In [18]:
# The aim of this code is to convert the CSV file of
# labels (= missing words), and sentences with missing words
# into a tensor of numbers that can be passed through
# the matching networks code just like the numpy array
# used for the images in the original code based on the
# Onmiglot dataset

# The numbers in the tensor will be the numbers each word
# and refer to in the vocabulary we are building
# We will not embed at this stage because this
# is done inside the matching network. We are, in effect,
# not completing the TorchText proprocessing

# This code is a mainly a mixture of two tutorials:
# http://anie.me/On-Torchtext/
# https://mlexplained.com/2018/02/08/a-comprehensive-tutorial-to-torchtext/

# Comments are a mixture of those from the tutorials (most of them)
# and my own

# Note to self, use Conda environment PyTorch1

In [19]:
import pandas as pd
import numpy as np
import torch
import torchtext
from torchtext import data
from torchtext.data import Iterator
import spacy

In [20]:
# Check what the data looks like
# train2.csv is the same as train.csv, but without the column titles

pd.read_csv("data/train2.csv").head(20)

Unnamed: 0,borgnine,hank azaria who provides the voice of apu commented that <blank_token> had no idea what the hell he was doing
0,borgnine,the unseen person or creature that attacks <bl...
1,borgnine,meanwhile the other junior campers led by er...
2,borgnine,<blank_token> was a guitar player in real life...
3,borgnine,seeing ned flanders get it wrong is great but ...
4,borgnine,rick porter of < unk > N it wrote in that he w...
5,borgnine,meanwhile the other junior campers led by er...
6,borgnine,ernest <blank_token> guest starred in the epis...
7,borgnine,<blank_token> apologized because he felt that ...
8,borgnine,in her book my life as a N year old boy cart...
9,tackles,tadman had seven solo <blank_token> three assi...


In [21]:
# Use spacy to define a function to 
# tokenize, or split up, into individual words,
# the labels and sentences. Note the labels are already
# individual words

spacy_en = spacy.load('en')

def tokenizer(text): # create a tokenizer function
    return [tok.text for tok in spacy_en.tokenizer(text)]

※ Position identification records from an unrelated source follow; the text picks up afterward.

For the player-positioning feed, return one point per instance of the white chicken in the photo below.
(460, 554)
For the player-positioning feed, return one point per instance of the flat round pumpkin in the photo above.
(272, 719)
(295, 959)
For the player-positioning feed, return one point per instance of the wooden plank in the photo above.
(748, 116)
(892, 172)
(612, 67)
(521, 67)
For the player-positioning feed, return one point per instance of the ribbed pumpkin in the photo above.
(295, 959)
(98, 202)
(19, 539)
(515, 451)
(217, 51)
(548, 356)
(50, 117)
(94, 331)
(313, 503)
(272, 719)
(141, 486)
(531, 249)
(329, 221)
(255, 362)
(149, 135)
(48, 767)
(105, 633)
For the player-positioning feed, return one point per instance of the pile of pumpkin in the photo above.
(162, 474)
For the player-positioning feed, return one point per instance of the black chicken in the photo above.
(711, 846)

# We define a Field. This is a class that contains
# information on how you want the data preprocessed. It acts
# like an instruction manual that data.TabularDataset will use.
# We define two fields, one for the sentences and one for the
# labels

TEXT = data.Field(sequential=True, tokenize=tokenizer)
LABEL = data.Field(sequential=False, is_target=True)

type(TEXT)

torchtext.data.field.Field

In [22]:
# The fields know what to do when given raw data.
# Now, we need to tell the fields what data they
# should work on. This is where we use datasets.

# The splits method creates a dataset for the train
# and test data by applying the same processing.

# I assume this next code is OK,
# even though I don't have the column titles `label`
# or 'sentence'. It still seems to work. Before taking them
# out the data, torch text would include 'label' as a label
# and 'sentence' as a sentence.

train, test = data.TabularDataset.splits(
        path='data/', train='train2.csv', test='test2.csv', format='csv',
        fields=[('label', LABEL), ('sentence', TEXT)]) 

In [23]:
# Sense check

print(type(train))

<class 'torchtext.data.dataset.TabularDataset'>


In [24]:
# Torchtext handles mapping words to integers, but
# it has to be told the full range of words it should
# handle.

# We are currently building the vocab from the train
# and test data. This might be incorrect.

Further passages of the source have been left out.